Saturday, June 14, 2014

Debugging Elertus (and a general review)

Since no information on the hacking of the Elertus door/water sensor is available, I thought I'd share some basic information about the device.

The Elertus is a simple, but powerful, wifi alert sensor. It captures temperature, humidity, light, movement and optionally a door sensor or water sensor. It then sends an email/sms/push notification to your Android.

There's not much in the way of a custom Android app for this to tie in with IFTTT and the app itself is pretty basic. The device connects to Elertus every hour (or more frequent if movement is detected). The app connects to the Elertus server. The app never connects directly to the device, except during initial setup.

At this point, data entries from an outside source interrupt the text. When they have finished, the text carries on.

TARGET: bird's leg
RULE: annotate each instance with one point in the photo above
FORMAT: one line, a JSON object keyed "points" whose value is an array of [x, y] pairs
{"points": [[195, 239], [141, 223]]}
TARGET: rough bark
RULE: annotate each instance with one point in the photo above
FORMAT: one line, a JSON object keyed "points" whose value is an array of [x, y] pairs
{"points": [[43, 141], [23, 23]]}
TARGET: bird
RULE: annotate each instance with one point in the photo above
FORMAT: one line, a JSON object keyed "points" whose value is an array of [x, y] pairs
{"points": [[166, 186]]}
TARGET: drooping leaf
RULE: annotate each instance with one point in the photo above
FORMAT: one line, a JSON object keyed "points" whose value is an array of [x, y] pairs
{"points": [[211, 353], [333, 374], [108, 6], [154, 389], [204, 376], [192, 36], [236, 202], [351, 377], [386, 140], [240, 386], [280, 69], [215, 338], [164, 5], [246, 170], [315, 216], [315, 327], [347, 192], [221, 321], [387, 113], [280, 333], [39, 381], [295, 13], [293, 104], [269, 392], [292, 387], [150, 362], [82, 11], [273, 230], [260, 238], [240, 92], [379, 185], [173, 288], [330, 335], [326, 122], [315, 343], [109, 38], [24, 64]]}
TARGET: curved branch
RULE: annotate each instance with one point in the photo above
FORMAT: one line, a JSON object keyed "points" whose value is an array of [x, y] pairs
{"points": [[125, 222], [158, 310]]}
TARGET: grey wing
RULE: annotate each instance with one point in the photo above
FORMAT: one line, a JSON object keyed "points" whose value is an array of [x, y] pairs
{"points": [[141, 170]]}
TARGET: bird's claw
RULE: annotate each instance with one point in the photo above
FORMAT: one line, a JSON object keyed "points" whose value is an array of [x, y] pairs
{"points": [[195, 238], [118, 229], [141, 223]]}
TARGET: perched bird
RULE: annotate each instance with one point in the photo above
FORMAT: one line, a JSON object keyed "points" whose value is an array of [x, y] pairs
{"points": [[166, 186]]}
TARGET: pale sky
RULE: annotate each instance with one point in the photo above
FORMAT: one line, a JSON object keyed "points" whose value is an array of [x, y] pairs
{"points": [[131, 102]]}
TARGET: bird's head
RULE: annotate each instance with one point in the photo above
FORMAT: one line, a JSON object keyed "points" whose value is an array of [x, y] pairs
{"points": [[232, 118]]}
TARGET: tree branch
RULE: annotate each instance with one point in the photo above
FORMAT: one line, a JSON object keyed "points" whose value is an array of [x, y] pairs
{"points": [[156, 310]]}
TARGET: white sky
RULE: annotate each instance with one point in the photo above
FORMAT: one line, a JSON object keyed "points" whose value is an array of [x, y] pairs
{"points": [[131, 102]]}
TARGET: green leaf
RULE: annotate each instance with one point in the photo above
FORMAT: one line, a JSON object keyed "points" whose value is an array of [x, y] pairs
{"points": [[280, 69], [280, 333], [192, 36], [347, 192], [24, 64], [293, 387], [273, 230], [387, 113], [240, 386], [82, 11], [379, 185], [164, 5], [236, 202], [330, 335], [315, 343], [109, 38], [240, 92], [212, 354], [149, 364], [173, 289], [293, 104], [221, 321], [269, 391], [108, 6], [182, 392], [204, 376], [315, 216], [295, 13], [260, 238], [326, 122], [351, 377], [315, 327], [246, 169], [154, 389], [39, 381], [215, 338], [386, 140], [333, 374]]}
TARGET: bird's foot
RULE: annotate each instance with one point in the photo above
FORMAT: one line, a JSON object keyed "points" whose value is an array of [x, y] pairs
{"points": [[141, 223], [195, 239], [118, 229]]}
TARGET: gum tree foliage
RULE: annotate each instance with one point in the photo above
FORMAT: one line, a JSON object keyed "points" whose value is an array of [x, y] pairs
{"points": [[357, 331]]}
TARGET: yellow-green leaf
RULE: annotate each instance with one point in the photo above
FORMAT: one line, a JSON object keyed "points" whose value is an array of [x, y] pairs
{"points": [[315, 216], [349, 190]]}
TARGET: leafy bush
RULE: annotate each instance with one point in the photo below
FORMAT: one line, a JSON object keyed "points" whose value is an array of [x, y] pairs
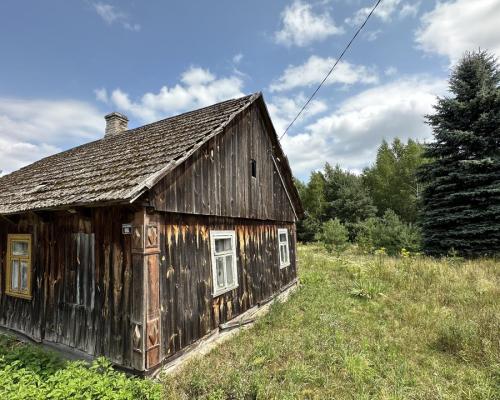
{"points": [[388, 232], [333, 235], [28, 372]]}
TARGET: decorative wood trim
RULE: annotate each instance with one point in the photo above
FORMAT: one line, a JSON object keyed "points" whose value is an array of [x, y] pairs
{"points": [[8, 275]]}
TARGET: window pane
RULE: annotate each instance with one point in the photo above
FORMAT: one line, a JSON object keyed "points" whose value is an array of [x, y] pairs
{"points": [[229, 270], [19, 248], [219, 266], [222, 245], [14, 277], [24, 275]]}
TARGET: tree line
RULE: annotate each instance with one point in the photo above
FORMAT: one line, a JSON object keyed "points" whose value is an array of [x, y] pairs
{"points": [[442, 197]]}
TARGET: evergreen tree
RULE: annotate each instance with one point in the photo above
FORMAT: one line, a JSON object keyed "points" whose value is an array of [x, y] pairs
{"points": [[461, 201], [346, 197], [313, 200], [392, 180]]}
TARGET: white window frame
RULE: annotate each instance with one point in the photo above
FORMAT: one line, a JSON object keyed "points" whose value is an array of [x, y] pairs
{"points": [[283, 263], [223, 235]]}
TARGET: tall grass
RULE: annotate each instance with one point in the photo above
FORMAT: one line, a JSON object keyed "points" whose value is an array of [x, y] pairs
{"points": [[364, 327]]}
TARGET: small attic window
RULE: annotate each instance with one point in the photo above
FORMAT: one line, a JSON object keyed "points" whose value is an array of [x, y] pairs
{"points": [[253, 167]]}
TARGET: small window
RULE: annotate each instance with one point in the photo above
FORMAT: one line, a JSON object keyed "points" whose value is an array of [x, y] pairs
{"points": [[253, 165], [224, 272], [18, 279], [283, 246]]}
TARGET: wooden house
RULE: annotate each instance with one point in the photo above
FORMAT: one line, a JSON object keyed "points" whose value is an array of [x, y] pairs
{"points": [[136, 245]]}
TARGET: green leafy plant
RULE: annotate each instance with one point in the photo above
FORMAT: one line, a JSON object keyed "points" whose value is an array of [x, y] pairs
{"points": [[388, 232], [333, 235]]}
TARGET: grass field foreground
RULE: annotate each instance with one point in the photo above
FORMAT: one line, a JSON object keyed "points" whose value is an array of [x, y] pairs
{"points": [[364, 327]]}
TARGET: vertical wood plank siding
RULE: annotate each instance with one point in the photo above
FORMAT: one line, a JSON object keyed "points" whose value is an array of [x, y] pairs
{"points": [[217, 179], [138, 299], [82, 282], [188, 309]]}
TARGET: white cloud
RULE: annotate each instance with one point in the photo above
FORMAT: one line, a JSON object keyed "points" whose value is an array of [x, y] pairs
{"points": [[315, 69], [391, 71], [454, 27], [198, 88], [110, 14], [301, 25], [32, 129], [409, 9], [237, 58], [385, 11], [284, 109], [350, 135], [372, 35]]}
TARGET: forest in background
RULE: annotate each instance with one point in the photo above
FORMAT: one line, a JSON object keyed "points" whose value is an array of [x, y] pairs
{"points": [[377, 209], [440, 198]]}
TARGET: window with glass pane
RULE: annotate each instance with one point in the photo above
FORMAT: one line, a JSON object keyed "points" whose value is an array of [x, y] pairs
{"points": [[283, 248], [223, 261], [18, 282]]}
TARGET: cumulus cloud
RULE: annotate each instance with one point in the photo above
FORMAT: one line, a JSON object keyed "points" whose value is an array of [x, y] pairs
{"points": [[454, 27], [350, 135], [32, 129], [301, 25], [110, 14], [385, 11], [284, 109], [237, 58], [315, 69], [198, 88]]}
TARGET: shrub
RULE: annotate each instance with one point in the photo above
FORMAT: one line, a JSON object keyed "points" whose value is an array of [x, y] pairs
{"points": [[29, 372], [333, 235], [388, 232]]}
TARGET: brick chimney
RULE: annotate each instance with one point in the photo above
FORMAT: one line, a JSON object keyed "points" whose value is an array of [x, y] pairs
{"points": [[115, 123]]}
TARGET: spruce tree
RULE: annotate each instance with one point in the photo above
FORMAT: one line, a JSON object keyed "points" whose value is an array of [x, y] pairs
{"points": [[461, 200]]}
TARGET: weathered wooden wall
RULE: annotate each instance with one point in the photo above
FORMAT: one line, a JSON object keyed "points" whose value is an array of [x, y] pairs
{"points": [[82, 281], [188, 309], [217, 179]]}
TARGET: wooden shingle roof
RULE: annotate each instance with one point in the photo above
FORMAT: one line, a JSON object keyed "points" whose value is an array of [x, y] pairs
{"points": [[115, 168]]}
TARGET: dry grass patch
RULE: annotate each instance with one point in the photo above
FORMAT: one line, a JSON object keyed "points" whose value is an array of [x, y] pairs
{"points": [[364, 327]]}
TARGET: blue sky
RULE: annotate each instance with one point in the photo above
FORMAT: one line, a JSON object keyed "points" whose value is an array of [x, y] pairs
{"points": [[65, 64]]}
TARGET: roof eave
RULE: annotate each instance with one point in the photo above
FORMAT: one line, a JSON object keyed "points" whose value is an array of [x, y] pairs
{"points": [[147, 184]]}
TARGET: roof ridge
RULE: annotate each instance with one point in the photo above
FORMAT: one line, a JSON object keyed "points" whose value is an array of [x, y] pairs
{"points": [[185, 113], [116, 169], [128, 131], [151, 180]]}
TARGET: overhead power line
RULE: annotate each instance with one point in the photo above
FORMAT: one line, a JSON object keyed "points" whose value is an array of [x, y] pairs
{"points": [[331, 69]]}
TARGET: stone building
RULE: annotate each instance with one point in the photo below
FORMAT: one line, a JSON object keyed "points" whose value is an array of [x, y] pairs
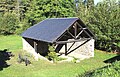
{"points": [[70, 36]]}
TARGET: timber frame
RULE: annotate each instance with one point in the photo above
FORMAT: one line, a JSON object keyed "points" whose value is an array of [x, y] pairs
{"points": [[75, 36]]}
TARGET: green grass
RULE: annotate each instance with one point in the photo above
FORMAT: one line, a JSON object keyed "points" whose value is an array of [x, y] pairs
{"points": [[11, 43], [43, 68]]}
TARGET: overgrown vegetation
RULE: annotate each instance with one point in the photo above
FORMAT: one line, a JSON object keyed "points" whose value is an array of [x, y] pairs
{"points": [[103, 18], [112, 70], [43, 68]]}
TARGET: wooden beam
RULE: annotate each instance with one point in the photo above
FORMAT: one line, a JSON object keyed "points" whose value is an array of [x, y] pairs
{"points": [[79, 25], [86, 33], [71, 34], [66, 49], [79, 34], [35, 46], [70, 41]]}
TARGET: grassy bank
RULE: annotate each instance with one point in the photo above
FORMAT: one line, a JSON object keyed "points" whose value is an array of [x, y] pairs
{"points": [[43, 68]]}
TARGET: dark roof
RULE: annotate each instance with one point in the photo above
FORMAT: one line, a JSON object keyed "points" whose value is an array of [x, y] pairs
{"points": [[50, 29]]}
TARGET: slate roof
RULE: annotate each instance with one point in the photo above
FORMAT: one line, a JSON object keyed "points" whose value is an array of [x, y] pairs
{"points": [[50, 29]]}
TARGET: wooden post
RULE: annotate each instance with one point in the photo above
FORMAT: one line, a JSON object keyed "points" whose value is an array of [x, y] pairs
{"points": [[35, 46], [65, 48]]}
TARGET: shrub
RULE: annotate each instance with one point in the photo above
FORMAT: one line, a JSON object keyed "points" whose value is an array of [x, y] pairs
{"points": [[112, 70], [8, 23]]}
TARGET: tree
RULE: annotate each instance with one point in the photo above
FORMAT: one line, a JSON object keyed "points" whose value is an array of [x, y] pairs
{"points": [[41, 9]]}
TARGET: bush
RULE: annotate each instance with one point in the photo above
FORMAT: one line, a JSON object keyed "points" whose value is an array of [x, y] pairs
{"points": [[112, 70], [8, 23]]}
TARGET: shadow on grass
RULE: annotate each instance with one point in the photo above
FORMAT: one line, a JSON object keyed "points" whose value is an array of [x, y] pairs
{"points": [[113, 59], [4, 56]]}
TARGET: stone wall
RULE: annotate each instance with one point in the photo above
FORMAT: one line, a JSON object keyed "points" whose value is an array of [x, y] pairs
{"points": [[86, 50], [28, 45]]}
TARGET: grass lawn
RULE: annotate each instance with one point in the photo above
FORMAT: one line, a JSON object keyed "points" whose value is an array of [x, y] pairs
{"points": [[43, 68]]}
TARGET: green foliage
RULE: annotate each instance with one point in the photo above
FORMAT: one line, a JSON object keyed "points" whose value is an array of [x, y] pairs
{"points": [[8, 23], [42, 9], [103, 20], [112, 70]]}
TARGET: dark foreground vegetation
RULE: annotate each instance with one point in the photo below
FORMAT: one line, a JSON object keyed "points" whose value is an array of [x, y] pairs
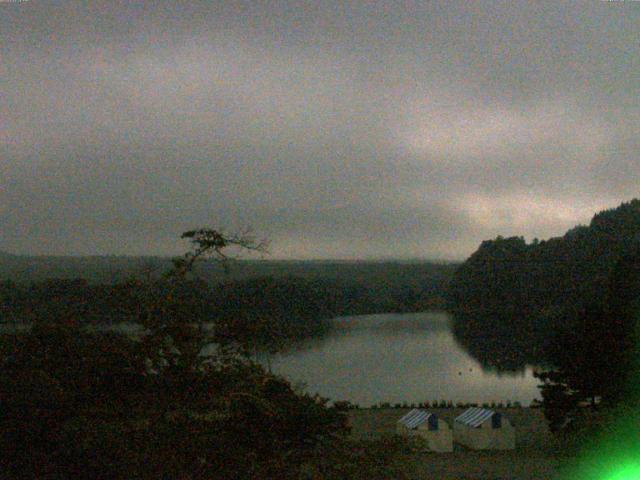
{"points": [[268, 305], [77, 404]]}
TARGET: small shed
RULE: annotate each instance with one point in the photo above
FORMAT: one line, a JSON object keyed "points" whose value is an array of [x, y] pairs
{"points": [[483, 429], [426, 425]]}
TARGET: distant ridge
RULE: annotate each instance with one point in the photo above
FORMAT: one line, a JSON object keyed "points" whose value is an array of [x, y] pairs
{"points": [[507, 286]]}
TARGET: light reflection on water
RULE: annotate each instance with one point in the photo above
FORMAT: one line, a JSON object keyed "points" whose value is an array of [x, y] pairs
{"points": [[398, 358]]}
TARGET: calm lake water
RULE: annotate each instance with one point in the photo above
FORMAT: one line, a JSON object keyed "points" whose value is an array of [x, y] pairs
{"points": [[398, 358]]}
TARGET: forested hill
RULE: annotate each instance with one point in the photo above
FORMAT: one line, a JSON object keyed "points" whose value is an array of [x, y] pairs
{"points": [[509, 297]]}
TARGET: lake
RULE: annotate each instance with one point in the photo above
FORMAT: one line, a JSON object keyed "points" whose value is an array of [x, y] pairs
{"points": [[395, 358]]}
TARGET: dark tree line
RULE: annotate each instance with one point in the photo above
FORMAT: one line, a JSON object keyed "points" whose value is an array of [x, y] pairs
{"points": [[77, 404], [571, 304]]}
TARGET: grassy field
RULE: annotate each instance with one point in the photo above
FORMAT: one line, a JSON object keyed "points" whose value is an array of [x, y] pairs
{"points": [[536, 456]]}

Using Wireshark to capture the packets, it looks to be a very basic POST to 108.166.81.152 with the following information:


device_type=1
posix_time=1402786108
email_id=test@test.com
mac_address=000680000000
alert_flags=
light=5
temp=301
humidity=50
battery=100
motion=1
int_contact=1
ext_contact=1
ext_temp=-1
fw_ver=4.0.1_EL_v7
debug=rssi:49


The device itself seems to be a very basic. The CPU is a Freescale Kinetis K (K10 48pin series) with the following specs:



Silicon - Rev 2.0
MC Partnumber - MK10DN512VLK10(R)
Superset - PK10DN512ZVLK10
CPU Frequency - 100MHz
Package - 80LQFP
Total Flash Memory - 512KB
Flash - 512KB
SRAM - 128KB




The Elertus device lacks in some basic areas:

  • No graphing
  • No "all clear" when the threshold for alert situation subsides
  • No IFTTT integration
  • Fixed hourly check-ins with no option to adjust
  • Battery powered only
  • Fixed external IP with information sent cleartext, unencrypted
  • No Android integrated features (widgets, nested api, deep links)
  • The alerts advise you of an alert, but not what the alert is. You have to open the app.
  • No way of updating the firmware, from what I've seen... but I could be wrong...
I've tackled the graphing issue by setting up a small VM with wireshark to continually monitor any traffic from the mac address to the external IP with a filter for the POST traffic. This in turn updates a very basic sql server with the temperature and humidity levels and displays this information on an internal webserver. While not ideal, this is the only way I can find to hack the Elertus to enable historical view. 

While I hope changes are made, I still think this was a good purchase. It does what I need, but can do more. Hopefully an update is in order.